Claims arising during the contractor’s ongoing operations may not be covered due to typical CGL exclusions, whereas there may be coverage for claims occurring after project completion where the contractor has completed operations coverage and the work was performed through a subcontractor.
Additional insured (AI) status is another factor to consider. Contractors are routinely required by contract to name owners as additional insureds under their commercial general liability policies. This provides coverage to the owner under the contractor’s policy for third-party claims which arise out of the contractor’s work. The extent to which the additional insured is protected under the policy, including whether the direct, or only vicarious, liability of the additional insured is covered, will be determined by the specific policy language or endorsement and not by the underlying agreement between the insured and additional insured. Failure of the contractor to obtain additional insured coverage for the owner, of a subcontractor to obtain additional insured coverage for the contractor, as required by its agreement may render the contractor or subcontractor, respectively, liable for all damages which could have been covered by the insurance had it been obtained.
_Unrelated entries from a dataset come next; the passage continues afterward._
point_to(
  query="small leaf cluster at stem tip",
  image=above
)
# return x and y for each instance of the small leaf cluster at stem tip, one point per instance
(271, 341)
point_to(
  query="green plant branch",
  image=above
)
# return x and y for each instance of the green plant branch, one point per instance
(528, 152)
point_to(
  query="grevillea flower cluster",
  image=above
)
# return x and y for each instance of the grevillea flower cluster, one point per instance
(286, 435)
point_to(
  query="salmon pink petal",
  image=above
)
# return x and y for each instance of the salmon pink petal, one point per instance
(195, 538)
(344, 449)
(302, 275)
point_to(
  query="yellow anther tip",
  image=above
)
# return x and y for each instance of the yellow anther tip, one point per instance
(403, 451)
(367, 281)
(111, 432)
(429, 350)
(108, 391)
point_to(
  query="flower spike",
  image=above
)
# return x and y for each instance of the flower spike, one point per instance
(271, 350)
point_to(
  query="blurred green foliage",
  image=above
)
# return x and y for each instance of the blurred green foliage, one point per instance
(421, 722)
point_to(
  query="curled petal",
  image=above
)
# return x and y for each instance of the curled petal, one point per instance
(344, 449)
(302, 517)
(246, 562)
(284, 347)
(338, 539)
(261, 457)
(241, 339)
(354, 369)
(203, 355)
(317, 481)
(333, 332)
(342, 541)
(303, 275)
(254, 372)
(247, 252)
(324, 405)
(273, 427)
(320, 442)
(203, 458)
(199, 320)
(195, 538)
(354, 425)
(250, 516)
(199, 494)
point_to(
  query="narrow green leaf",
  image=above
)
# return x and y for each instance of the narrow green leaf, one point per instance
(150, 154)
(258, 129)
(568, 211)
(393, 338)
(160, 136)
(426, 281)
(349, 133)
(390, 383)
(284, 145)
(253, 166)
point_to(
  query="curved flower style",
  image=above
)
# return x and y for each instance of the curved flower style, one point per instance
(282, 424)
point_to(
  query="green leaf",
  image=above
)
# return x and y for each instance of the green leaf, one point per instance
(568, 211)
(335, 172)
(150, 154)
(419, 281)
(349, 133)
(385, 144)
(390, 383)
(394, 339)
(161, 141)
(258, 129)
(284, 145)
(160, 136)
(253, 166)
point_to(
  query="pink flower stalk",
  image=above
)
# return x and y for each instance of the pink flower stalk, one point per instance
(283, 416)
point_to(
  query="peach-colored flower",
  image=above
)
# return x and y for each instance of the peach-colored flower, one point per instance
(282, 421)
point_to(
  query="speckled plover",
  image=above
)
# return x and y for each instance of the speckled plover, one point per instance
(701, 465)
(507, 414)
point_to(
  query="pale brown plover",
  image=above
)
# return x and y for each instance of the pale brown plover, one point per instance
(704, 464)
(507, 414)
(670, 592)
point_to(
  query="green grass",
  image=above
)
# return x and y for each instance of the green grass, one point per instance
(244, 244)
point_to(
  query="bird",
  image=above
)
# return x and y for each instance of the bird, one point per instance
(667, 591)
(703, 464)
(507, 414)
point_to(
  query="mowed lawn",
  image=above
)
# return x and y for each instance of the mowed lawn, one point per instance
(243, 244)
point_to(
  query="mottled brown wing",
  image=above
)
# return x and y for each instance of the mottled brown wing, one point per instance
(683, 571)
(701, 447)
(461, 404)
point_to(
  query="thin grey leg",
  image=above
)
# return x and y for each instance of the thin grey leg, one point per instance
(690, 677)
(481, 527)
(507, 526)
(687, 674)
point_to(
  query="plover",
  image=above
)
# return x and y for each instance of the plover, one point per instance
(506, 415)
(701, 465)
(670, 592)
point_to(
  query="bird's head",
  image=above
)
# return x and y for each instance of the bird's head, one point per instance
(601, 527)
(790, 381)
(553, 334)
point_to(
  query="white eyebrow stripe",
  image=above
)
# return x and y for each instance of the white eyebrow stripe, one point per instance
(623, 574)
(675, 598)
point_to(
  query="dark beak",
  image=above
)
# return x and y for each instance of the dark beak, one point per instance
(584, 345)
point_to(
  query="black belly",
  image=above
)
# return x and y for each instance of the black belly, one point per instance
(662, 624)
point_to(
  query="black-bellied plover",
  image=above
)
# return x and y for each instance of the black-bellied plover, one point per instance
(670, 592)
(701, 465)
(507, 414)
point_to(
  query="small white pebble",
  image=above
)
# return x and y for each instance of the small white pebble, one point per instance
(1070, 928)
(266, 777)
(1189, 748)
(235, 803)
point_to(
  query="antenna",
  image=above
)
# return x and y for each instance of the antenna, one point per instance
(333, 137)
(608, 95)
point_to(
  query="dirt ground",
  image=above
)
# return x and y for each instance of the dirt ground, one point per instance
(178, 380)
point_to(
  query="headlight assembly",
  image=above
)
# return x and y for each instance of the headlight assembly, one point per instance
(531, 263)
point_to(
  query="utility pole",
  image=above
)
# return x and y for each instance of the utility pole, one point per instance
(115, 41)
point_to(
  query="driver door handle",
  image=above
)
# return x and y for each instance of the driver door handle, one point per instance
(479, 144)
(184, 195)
Understanding the Florida Duty to Defend Laws
Where an insured owes an indemnity obligation to another party (such as the owner or general contractor) that is the subject of a claim, that party may have coverage as an additional insured. Typically, the owner and contractor are additional insureds under the respective CGL policies of the contractor and subcontractors. Where a blanket endorsement is issued, the additional insured does not need to be specifically identified. Instead, the endorsement automatically grants additional insured status to the person or organization that the named insured is required by contract to add as an insured. As such, each insurer has a duty to defend the owner or contractor where the claims against them “arise out of” the operations of the named insured, or are “caused by” the acts or omissions of the named insured or those acting on its behalf. Careful attention should be paid to the specific endorsement, including the edition date of the endorsement, providing additional insured status. The scope of coverage is defined by the endorsement. Use of limiting words such as “arising out of” or “caused by” will determine the coverage available to the additional insured, including whether there is coverage for the sole negligence, or rather only the vicarious liability, of the additional insured, and whether policy limits may be compromised by the acts of the additional insured.
It is important to keep in mind that there is no relationship between the insurer’s indemnity exposure and its AI obligation, and there is joint and several liability amongst those insurers owing a duty to defend. In such instance, the insured may make demand (a “targeted” or “selected” tender) upon a specific carrier to defend it. With some claims (such as water intrusion), multiple trades may or are alleged to be responsible for the damage. Thus, each of these trades may be called upon to defend and indemnify the contractor, resulting in multiple carriers on the risk which increases the potential settlement contributions at mediation from these carriers, not only for the costs of repairs but also for defenses costs under either a contractual indemnity (CI) or an additional insured (AI) theory.